Escritos Compilados de H. P. Blavatsky, Volume I, p. 126

DE MADAME H. P. BLAVATSKY PARA SEUS CORRESPONDENTES

UMA CARTA ABERTA, COMO POUCOS PODEM ESCREVER

[Spiritual Scientist, Boston, Vol. III, 23 de setembro de 1875, pp. 25-7]

Recebendo diariamente numerosas cartas – escritas com o objetivo de obter conselhos quanto ao melhor método de receber informações a respeito do Ocultismo, e a relação direta que isso tem com o espiritismo moderno, e por não ter tempo suficiente à minha disposição para responder a esses pedidos, me proponho a facilitar o trabalho mútuo de mim mesma e dos correspondentes, indicando aqui algumas das principais obras que tratam do magismo, e dos mistérios de tais hermetistas modernos.

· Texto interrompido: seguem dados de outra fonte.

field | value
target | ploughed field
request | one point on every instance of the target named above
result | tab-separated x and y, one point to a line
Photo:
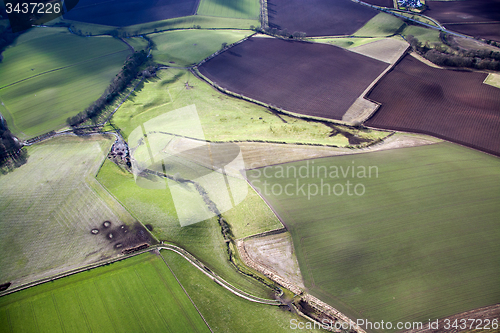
318	17
470	17
415	235
307	78
129	12
452	105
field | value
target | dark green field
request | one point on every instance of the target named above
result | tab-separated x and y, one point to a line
421	242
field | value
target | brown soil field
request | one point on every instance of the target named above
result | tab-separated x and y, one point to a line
452	105
307	78
318	17
468	16
383	3
483	30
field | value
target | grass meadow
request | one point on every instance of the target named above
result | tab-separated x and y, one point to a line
421	243
188	47
203	239
240	9
224	311
57	75
49	206
223	118
139	294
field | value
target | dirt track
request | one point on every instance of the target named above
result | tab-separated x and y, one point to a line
307	78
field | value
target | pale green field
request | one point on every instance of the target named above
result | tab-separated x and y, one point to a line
493	80
49	206
186	22
419	242
226	312
187	47
222	118
139	294
242	9
137	43
423	34
380	26
345	42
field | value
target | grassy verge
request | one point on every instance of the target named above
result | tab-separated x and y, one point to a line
224	311
407	249
139	294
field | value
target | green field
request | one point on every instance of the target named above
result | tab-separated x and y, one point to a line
380	26
421	243
222	118
224	311
241	9
139	294
49	206
61	74
186	22
203	239
188	47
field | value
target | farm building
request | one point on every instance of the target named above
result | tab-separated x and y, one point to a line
410	3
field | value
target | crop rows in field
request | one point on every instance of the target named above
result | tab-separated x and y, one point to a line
452	105
50	75
417	238
139	294
130	12
318	17
383	3
470	17
307	78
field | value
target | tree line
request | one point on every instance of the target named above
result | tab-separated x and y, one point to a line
129	71
456	56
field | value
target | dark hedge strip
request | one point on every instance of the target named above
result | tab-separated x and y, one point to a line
12	153
129	72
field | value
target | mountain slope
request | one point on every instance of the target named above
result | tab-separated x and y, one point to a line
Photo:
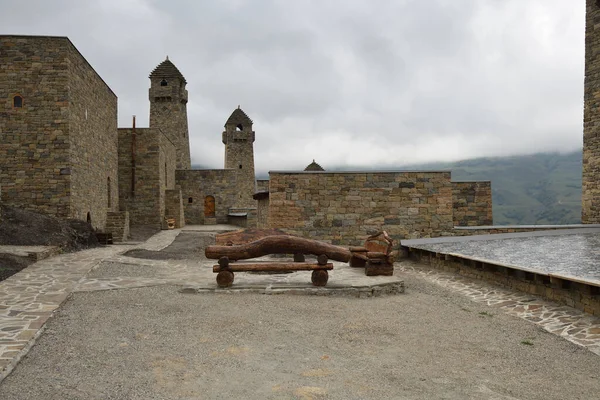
533	189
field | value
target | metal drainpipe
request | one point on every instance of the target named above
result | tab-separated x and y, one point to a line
133	148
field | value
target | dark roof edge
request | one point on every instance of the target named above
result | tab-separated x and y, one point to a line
357	172
74	47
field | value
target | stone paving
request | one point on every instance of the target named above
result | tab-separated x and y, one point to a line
569	323
29	298
572	253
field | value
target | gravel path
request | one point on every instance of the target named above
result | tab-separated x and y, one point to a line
187	245
156	343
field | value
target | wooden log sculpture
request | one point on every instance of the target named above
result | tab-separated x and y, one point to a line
280	244
376	256
225	269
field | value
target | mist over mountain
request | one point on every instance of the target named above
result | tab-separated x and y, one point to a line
542	188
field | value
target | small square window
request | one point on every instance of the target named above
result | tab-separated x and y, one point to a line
17	102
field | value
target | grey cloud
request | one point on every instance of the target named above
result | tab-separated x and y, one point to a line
406	80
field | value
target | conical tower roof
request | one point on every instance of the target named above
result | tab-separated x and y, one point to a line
313	166
167	69
238	116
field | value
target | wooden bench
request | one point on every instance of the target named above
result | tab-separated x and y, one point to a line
226	268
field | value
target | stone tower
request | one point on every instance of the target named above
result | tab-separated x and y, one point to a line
238	138
591	117
168	109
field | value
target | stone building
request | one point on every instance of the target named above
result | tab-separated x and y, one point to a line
58	128
62	154
218	196
591	118
168	109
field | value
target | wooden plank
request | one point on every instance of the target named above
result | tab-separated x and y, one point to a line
273	267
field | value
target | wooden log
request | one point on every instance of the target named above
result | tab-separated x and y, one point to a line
362	256
282	244
358	249
322	259
245	236
224	262
376	255
272	267
225	278
356	262
381	269
319	277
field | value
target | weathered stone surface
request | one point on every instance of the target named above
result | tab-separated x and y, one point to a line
344	208
59	150
168	109
591	117
154	172
472	203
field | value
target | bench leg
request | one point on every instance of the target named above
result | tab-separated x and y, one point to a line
225	279
319	277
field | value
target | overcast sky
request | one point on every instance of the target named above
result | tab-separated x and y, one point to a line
346	82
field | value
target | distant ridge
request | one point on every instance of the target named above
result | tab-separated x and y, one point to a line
542	188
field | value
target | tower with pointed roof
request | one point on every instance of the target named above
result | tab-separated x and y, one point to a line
238	138
168	109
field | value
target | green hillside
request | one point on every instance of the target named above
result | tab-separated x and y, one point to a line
533	189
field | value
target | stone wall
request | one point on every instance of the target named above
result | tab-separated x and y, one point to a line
93	142
591	117
58	150
239	156
154	165
35	169
262	185
197	184
174	207
117	223
577	294
262	217
472	203
168	112
344	207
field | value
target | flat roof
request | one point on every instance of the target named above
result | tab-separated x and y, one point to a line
71	43
359	172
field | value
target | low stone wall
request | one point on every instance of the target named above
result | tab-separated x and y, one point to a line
117	223
472	203
345	207
491	230
196	185
575	293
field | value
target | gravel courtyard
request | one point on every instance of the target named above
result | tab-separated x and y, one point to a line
429	343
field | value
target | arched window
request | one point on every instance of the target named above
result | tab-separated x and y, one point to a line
18	102
209	206
108	191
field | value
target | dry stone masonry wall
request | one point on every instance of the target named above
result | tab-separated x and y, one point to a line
591	118
58	145
472	203
343	208
196	185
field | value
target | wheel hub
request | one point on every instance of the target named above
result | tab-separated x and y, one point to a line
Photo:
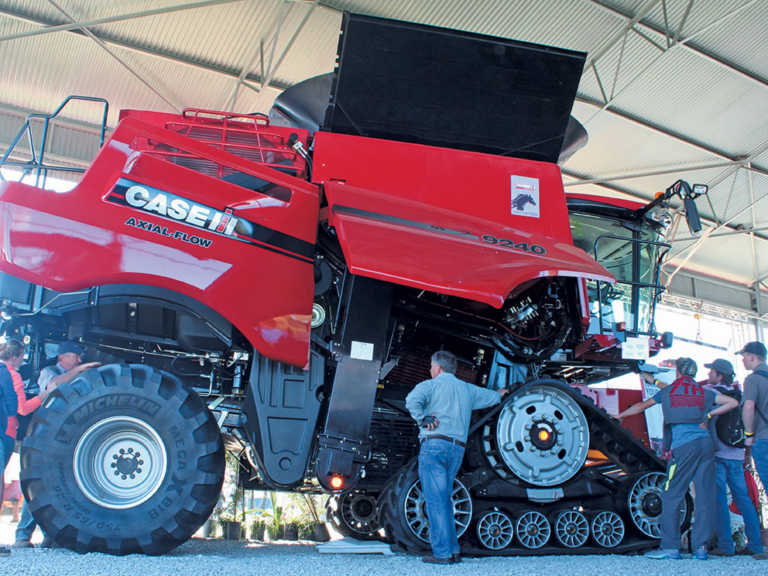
608	529
652	504
495	530
416	510
119	462
644	503
541	436
571	528
127	463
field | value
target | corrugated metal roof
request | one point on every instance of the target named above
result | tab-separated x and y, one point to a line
676	113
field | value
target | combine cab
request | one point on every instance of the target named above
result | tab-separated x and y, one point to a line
278	283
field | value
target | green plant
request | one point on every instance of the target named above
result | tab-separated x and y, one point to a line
273	517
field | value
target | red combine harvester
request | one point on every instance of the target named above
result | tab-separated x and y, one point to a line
278	283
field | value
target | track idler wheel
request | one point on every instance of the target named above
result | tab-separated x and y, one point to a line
607	529
495	530
533	529
541	435
571	528
354	514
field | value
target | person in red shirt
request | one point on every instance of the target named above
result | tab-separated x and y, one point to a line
11	357
25	405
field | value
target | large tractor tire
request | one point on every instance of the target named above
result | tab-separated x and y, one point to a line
353	513
403	511
122	460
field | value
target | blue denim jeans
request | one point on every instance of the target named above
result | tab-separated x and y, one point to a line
730	473
760	456
439	461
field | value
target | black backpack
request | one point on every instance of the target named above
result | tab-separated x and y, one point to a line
729	426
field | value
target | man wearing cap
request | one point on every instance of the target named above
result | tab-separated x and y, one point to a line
686	407
729	473
67	368
755	410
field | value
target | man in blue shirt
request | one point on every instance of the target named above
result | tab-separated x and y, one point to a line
687	409
443	408
729	473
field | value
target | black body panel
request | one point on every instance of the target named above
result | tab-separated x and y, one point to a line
415	83
281	412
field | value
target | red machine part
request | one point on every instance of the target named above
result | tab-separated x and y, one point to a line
260	277
444	219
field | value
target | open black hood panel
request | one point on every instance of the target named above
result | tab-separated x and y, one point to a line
415	83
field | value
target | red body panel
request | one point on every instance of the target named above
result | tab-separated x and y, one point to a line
609	200
443	220
79	239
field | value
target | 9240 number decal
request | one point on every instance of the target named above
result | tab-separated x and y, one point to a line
505	243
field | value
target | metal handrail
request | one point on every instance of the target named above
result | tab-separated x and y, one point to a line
635	284
38	163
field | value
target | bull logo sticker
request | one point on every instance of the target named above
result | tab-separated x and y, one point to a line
524	196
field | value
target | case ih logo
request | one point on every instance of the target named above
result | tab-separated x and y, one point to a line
154	201
166	205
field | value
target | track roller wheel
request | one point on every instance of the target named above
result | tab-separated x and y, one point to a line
571	528
533	529
404	515
608	529
644	505
495	530
353	513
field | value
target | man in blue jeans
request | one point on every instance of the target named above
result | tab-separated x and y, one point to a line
443	407
729	473
755	409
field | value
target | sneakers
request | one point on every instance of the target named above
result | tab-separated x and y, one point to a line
662	554
435	560
700	554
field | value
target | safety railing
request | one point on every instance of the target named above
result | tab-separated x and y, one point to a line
248	136
37	150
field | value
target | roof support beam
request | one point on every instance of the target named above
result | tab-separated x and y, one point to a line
677	43
674	135
688	45
122	62
164	55
645	173
109	19
704	237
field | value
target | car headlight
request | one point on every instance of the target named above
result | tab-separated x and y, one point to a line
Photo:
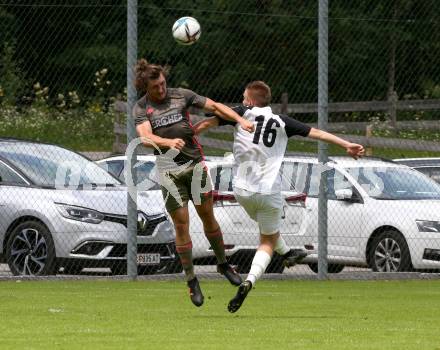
80	214
428	226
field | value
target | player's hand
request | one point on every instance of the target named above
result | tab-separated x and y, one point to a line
176	143
247	125
355	150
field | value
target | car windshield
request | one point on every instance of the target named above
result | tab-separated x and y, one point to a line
393	183
53	166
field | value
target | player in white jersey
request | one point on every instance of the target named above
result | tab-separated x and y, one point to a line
256	179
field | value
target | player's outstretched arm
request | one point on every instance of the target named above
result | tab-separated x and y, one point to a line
353	149
150	140
205	124
227	113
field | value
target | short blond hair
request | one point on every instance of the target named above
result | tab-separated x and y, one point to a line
260	92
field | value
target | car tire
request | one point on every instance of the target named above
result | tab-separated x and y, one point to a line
30	250
389	252
172	267
331	268
72	269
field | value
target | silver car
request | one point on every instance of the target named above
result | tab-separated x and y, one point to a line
59	209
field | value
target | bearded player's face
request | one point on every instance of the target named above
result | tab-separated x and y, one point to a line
157	89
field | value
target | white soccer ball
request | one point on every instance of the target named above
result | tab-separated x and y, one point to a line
186	30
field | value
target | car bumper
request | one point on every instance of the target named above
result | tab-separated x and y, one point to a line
425	250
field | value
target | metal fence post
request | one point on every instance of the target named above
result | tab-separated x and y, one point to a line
132	7
322	146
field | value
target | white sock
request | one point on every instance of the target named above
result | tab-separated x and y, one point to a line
259	264
281	246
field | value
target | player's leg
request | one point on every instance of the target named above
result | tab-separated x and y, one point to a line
268	215
180	219
260	262
215	237
201	194
178	210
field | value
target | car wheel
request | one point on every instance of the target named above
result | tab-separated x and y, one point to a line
331	268
389	253
30	250
72	269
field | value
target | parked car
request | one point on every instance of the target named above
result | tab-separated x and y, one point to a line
428	166
240	232
59	209
381	215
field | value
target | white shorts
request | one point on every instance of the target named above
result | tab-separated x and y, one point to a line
266	209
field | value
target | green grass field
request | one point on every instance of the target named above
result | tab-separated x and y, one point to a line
277	315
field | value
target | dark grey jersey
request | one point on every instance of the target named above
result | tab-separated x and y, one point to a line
170	120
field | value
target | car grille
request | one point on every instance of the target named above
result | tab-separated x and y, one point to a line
165	249
146	229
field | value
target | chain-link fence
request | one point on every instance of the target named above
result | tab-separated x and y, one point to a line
62	83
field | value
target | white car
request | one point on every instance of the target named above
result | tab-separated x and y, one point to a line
240	232
59	209
428	166
380	214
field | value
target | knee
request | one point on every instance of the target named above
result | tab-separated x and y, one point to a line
181	227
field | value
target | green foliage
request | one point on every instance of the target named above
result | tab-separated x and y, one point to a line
11	77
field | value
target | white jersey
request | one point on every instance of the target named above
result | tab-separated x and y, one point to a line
258	155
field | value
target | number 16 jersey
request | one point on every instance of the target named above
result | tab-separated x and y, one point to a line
258	155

A isso, sinto-me obrigada a acrescentar, respeitando o que afirmei antes, a saber: que os candidatos a aspirante não devem se enganar com a ideia de qualquer possibilidade de se tornarem ocultistas práticos pelo mero conhecimento livresco. As obras dos filósofos herméticos nunca foram destinadas às massas, como Charles Sotheran,* um dos membros mais eruditos da Sociedade Rosae Crucis, em um ensaio recente, assim observa: “Gabriele Rossetti em seu Disquisitions on the Antipapal spirit, which produced the Reformation(Disquisições sobre o Espírito Antipapal, que produziu a Reforma), mostra que a arte de falar e escrever em uma linguagem com dupla interpretação, é de grande antiguidade; era praticada entre os sacerdotes do Egito, foi trazida de lá pelos maniqueus, de onde passou para os templários e albigenses, espalhou-se pela Europa e redundou na Reforma”.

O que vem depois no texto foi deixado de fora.